YvanYin / Metric3D

The repo for "Metric3D: Towards Zero-shot Metric 3D Prediction from A Single Image" and "Metric3Dv2: A Versatile Monocular Geometric Foundation Model..."
https://jugghm.github.io/Metric3Dv2/
BSD 2-Clause "Simplified" License
1.39k stars 105 forks source link

Questions on fine-tuning freeze and config parameters #173

Open tazalapizza opened 1 week ago

tazalapizza commented 1 week ago

Hello, thanks for sharing this amazing work with all the codes and weights ! I created my own RGB-D dataset with custom dataloaders following #105 and ran a finetuning

My finetuning results are not very good with base KITTI parameters, so I want to better understand them :

1) I added encoder freeze, is it a good idea ?

2) how should I choose crop_size values in data_basic ? I set it to my image size

3) the optimizer and lr hyperparameters in ..kitti.py configs are set for finetuning, right ?

4) should we change the Normalize values in the pipeline for custom data ?

5) is there a special way to handle the sky region in GT depth ? I set it to 0 to ignore it

Sorry for my many questions, I hope you can help me. Thank you !

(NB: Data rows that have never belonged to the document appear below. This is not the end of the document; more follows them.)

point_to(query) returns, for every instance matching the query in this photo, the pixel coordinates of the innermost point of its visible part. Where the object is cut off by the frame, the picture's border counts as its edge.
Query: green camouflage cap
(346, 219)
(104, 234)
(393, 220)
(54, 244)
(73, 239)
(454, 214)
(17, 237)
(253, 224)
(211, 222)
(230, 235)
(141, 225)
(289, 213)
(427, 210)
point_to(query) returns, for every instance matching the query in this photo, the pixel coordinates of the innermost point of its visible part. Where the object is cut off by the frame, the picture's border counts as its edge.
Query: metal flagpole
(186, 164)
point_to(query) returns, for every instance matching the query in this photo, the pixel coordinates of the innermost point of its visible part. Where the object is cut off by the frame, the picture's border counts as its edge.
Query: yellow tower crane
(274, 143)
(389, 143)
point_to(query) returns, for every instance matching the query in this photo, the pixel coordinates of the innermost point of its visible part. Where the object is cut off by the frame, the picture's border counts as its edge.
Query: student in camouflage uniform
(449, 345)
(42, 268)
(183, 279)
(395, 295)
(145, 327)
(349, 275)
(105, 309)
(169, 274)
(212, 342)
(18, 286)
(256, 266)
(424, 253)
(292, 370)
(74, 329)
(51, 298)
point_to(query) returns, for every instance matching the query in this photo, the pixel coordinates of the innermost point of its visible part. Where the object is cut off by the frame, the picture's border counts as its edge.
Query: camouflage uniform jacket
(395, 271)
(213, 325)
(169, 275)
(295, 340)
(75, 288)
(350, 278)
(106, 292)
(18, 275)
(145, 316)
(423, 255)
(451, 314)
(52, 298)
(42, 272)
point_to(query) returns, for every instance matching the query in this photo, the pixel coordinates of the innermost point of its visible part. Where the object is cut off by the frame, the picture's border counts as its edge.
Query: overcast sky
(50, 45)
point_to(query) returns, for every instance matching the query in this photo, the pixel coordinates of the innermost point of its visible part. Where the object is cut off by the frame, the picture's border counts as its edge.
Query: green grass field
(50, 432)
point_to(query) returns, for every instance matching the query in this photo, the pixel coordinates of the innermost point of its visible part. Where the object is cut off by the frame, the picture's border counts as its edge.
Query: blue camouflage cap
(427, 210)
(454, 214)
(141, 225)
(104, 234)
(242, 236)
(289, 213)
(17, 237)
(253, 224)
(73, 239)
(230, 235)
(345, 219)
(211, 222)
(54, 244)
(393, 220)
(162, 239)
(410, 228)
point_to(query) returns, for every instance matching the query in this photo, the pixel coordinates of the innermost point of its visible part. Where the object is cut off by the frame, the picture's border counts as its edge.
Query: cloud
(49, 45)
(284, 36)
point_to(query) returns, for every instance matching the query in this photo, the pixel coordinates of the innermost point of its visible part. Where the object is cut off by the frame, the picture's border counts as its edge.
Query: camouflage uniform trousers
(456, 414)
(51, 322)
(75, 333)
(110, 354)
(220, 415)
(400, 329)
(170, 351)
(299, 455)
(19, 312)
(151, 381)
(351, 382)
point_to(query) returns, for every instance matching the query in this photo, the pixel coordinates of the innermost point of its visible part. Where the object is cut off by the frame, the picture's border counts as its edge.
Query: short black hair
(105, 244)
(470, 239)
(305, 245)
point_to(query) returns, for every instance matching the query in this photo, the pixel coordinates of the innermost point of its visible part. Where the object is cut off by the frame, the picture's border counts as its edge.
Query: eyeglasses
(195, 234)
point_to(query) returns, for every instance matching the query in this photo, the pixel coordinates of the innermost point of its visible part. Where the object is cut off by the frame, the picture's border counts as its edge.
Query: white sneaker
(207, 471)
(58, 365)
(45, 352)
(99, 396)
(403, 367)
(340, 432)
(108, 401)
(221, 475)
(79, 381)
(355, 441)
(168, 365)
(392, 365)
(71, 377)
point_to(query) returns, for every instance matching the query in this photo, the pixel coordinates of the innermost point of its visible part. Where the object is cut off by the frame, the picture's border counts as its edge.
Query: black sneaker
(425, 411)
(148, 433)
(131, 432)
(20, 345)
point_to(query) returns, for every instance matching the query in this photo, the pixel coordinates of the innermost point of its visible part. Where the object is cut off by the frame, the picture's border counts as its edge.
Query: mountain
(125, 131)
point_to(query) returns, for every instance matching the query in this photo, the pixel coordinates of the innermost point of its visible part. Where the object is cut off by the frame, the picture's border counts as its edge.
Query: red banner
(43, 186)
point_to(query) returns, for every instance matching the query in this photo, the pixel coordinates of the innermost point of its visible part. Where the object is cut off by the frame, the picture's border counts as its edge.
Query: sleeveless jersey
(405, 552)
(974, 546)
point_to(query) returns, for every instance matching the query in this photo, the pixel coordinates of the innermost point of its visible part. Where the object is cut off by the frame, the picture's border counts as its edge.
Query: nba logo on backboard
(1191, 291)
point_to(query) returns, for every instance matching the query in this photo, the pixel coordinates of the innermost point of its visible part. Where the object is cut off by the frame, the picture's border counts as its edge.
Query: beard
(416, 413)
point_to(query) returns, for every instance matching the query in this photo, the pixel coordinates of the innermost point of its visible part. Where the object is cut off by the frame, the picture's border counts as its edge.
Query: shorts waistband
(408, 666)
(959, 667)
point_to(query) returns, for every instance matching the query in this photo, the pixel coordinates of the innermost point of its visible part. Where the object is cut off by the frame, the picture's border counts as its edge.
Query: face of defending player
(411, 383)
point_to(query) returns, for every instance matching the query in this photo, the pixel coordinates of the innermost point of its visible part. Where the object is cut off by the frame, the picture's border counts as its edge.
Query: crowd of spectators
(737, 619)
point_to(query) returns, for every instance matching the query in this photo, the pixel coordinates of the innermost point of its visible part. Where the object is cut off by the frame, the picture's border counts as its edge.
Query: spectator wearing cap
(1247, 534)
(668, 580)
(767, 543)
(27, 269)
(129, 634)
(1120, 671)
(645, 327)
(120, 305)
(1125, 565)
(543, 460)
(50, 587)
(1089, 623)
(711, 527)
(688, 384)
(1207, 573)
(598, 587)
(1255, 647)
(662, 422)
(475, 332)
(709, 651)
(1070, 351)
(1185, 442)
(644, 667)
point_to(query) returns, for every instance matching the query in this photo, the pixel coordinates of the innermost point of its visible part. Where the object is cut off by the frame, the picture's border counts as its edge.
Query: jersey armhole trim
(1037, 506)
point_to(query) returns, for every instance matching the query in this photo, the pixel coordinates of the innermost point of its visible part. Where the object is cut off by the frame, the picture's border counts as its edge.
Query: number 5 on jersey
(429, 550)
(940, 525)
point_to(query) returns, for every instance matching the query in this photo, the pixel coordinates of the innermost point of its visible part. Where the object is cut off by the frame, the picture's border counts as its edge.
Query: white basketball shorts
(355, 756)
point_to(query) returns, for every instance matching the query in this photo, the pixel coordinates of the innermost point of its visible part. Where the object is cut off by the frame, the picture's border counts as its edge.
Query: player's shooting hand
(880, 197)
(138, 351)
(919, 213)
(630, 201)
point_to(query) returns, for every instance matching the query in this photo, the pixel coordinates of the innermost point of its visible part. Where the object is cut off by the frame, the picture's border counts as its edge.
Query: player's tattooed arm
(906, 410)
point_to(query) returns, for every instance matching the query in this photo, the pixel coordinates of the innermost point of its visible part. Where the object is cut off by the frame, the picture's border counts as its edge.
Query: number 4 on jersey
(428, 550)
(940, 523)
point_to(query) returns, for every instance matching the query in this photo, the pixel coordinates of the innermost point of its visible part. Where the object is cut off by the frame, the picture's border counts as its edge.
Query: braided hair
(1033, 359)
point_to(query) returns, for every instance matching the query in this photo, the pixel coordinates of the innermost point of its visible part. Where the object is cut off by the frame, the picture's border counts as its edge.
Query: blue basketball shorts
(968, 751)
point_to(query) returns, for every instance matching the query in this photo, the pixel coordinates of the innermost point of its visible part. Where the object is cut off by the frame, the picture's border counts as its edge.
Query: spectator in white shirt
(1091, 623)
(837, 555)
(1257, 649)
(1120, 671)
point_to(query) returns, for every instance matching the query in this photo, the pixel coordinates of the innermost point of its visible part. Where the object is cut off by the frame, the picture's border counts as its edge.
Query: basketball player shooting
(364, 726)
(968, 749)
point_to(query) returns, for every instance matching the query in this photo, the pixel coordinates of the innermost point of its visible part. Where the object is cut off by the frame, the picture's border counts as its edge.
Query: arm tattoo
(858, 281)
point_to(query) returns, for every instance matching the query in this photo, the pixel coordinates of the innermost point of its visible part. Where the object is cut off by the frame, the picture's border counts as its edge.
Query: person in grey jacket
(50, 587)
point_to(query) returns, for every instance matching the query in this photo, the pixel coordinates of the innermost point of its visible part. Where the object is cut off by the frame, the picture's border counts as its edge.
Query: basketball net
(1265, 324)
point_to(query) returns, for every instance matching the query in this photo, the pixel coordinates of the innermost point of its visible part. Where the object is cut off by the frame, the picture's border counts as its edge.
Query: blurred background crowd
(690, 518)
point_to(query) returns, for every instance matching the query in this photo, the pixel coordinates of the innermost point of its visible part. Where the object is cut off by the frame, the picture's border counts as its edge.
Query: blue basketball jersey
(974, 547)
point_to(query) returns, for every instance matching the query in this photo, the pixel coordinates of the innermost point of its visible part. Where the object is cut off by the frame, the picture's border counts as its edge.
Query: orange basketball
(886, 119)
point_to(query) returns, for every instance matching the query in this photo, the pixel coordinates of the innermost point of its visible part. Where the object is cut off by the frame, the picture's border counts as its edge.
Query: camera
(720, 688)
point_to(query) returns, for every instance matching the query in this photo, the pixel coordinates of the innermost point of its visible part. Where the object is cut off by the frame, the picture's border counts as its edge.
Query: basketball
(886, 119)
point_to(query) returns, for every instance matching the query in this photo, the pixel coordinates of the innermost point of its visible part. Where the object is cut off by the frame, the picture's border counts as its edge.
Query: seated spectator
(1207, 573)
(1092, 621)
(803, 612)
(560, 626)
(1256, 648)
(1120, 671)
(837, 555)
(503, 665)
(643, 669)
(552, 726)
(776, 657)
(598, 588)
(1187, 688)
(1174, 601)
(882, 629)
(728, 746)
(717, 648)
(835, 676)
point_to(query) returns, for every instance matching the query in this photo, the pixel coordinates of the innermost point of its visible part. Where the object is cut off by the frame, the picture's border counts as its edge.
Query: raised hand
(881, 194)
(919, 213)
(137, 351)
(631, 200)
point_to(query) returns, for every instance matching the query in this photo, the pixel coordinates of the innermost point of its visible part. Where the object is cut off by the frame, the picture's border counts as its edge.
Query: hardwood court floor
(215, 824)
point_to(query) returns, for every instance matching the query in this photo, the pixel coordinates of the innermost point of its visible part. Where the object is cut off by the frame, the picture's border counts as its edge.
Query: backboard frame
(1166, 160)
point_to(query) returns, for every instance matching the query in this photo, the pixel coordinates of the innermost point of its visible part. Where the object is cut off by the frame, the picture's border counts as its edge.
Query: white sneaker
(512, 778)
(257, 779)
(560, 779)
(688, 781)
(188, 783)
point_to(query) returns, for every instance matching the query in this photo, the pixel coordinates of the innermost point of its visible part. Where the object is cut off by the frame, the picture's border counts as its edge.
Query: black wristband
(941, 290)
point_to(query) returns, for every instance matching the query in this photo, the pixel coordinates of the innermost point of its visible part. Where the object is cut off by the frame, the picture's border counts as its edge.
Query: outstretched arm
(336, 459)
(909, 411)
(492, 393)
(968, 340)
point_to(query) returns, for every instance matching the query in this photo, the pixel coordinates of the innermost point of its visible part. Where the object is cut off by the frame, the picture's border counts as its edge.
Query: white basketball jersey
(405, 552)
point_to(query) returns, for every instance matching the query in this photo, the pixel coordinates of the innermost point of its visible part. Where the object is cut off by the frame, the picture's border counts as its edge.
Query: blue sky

JUGGHM commented 1 week ago

Hello, thanks for sharing this amazing work with all the codes and weights ! I created my own RGB-D dataset with custom dataloaders following #105 and ran a finetuning

My finetuning results are not very good with base KITTI parameters, so I want to better understand them :

  1. I added encoder freeze, is it a good idea ?
  2. how should I choose crop_size values in data_basic ? I set it to my image size
  3. the optimizer and lr hyperparameters in ..kitti.py configs are set for finetuning, right ?
  4. should we change the Normalize values in the pipeline for custom data ?
  5. is there a special way to handle the sky region in GT depth ? I set it to 0 to ignore it

Sorry for my many questions, I hope you can help me. Thank you !

Thanks for your questions and I hope these may help:

  1. It will impair some performance. (The performance gain will shrink for fine-tuning.)

  2. I think we have provided a json file to train KITTI and you do not need to change or choose it.

  3. No, this file is not correctly configured. I think the settings have been correctly overridden here.

  4. Not likely.

  5. If you have a well segmented map, you can set the sky groundtruth to 200. Ignoring them is another alternative and the confidence map will help to filter them out.

In general, I think we should use this script. Not need to change any settings additionally.